Multilingual Searching and ICU Chains
Hello, all! I am developing a catalog of multilingual, multiscript materials: Arabic, Bengali, Burmese, Chinese, English, French, German, Japanese, Korean, Mongolian, Russian, Vietnamese, to name but a few. Since both Koha and MarcEdit are UTF8, I can enter the cataloging records and edit them in their appropriate script. What I cannot do is to search them. I have seen on the Koha Community wiki is that ICU chains have to be configured. Here's the link: https://wiki.koha-community.org/wiki/ICU_Chains_Library.

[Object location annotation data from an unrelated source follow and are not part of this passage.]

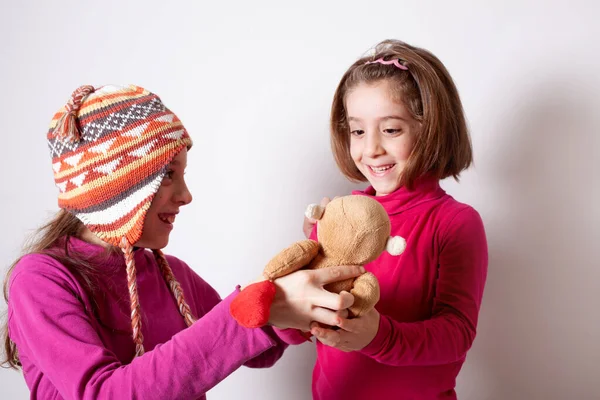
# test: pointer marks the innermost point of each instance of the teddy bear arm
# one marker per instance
(365, 292)
(291, 259)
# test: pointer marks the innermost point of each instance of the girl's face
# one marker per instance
(382, 134)
(172, 195)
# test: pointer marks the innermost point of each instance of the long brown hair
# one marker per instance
(52, 239)
(443, 146)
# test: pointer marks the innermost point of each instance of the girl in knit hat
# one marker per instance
(95, 309)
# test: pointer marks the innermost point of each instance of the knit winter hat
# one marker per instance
(110, 149)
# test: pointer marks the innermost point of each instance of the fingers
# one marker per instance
(349, 325)
(326, 336)
(338, 273)
(332, 301)
(325, 316)
(343, 313)
(307, 226)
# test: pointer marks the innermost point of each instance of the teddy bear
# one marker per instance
(351, 230)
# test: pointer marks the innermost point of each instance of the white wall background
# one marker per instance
(253, 82)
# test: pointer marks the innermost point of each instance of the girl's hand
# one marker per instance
(354, 334)
(301, 299)
(309, 223)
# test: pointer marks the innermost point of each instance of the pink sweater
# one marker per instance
(68, 352)
(430, 299)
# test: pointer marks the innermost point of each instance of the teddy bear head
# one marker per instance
(355, 230)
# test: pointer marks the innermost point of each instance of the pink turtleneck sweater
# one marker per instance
(430, 299)
(70, 352)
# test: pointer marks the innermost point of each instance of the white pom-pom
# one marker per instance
(396, 245)
(314, 211)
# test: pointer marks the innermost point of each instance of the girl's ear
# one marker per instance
(395, 245)
(314, 211)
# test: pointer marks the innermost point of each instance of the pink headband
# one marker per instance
(396, 63)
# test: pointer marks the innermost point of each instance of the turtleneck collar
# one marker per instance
(426, 189)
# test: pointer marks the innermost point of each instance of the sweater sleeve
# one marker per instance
(207, 298)
(449, 333)
(51, 328)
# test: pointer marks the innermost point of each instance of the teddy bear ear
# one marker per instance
(314, 211)
(396, 245)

I also found an exchange about this: https://lists.katipo.co.nz/public/koha/2012-January/031714.html. Is one to infer that the ICU chain has to be configured for each writing system? Are there other multilingual libraries that have implemented multilingual, multiscript searching in Koha and how did they do so? Many thanks for your help in this matter. -- -- Charles. Charles Kelley, MLS PSC 704 Box 1029 APO AP 96338 Charles Kelley 1-5-2 Tsukimino #210 Yamato-shi, Kanagawa-ken, 〒242-0002 JAPAN 1-301-741-7122 [US cell] 011-81-80-4714-5490 [JPN cell] mnogojazyk@aol.com [h] cmkelleymls@gmail.com [p] linkedin.com/in/cmkelleymls <http://www.linkedin.com/in/cmkelleymls> Meeting Your Information Needs. Virtually.
Hi, I'd use Elasticsearch, at least with all the improvements in the upcoming Koha 19.11 version. It supports e.g. ICU folding out of the box, and the analysis chain can be relatively easily modified too. See the (quite condensed) information at https://wiki.koha-community.org/wiki/Elasticsearch. Best, Ere Charles Kelley kirjoitti 20.11.2019 klo 21.39:
Hello, all!
I am developing a catalog of multilingual, multiscript materials: Arabic, Bengali, Burmese, Chinese, English, French, German, Japanese, Korean, Mongolian, Russian, Vietnamese, to name but a few. Since both Koha and MarcEdit are UTF8, I can enter the cataloging records and edit them in their appropriate script.
What I cannot do is to search them. I have seen on the Koha Community wiki is that ICU chains have to be configured. Here's the link: https://wiki.koha-community.org/wiki/ICU_Chains_Library. I also found an exchange about this: https://lists.katipo.co.nz/public/koha/2012-January/031714.html.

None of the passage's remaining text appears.